Penulis utama studi yang diterbitkan di Frontiers in Public Health, Uday Yadav, dari UNSW Medicine, mengatakan bahwa interaksi antara PTM dengan Covid-19 penting untuk dipelajari, karena data global menunjukkan kematian terkait Covid-19 secara tidak proporsional tinggi di antara pasien PTM.
"Studi ini menggambarkan efek negatif dari sindrom Covid-19 yang sering dikenal sebagai 'epidemi sinergis', istilah yang diciptakan oleh antropolog medis Merrill Singer pada 1990-an untuk menggambarkan hubungan antara HIV/AIDS, penyalahgunaan zat dengan kekerasan," kata Yadav.

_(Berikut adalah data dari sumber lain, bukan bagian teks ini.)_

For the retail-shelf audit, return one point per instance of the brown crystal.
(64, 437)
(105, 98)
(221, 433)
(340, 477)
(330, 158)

Ia pun kemudian menerapkan istilah tersebut untuk kasus pasien PTM yang terdampak pandemi Covid-19. "Jadi, orang-orang mengenal Covid-19 sebagai pandemi, tapi kami menganalisanya melalui lensa sindrom untuk menentukan dampak Covid-19 dan pandemi ini di masa depan pada pasien PTM," sambung Yadav.
PTM, sambung Yadav, merupakan hasil kombinasi faktor genetik, fisiologis, lingkungan dan perilaku, dan tidak ada perbaikan yang cepat seperti vaksin atau obatnya. Jadi, tidak mengherankan kalau ahli medis menemukan bahwa keterpaparan pasien PTM terhadap faktor risiko PTM-nya meningkat di tengah pandemi.
"Dan mereka lebih rentan tertular Covid-19 karena interaksi sindrom antara faktor biologis dan sosio-ekologis. Bukti yang kami analisa juga menunjukkan adanya manajemen diri yang buruk pada pasien PTM di tingkat komunitas dan Covid-19 pun menggangu layanan kesehatan masyarakat yang sangat diandalkan pasien PTM," terang Yadav.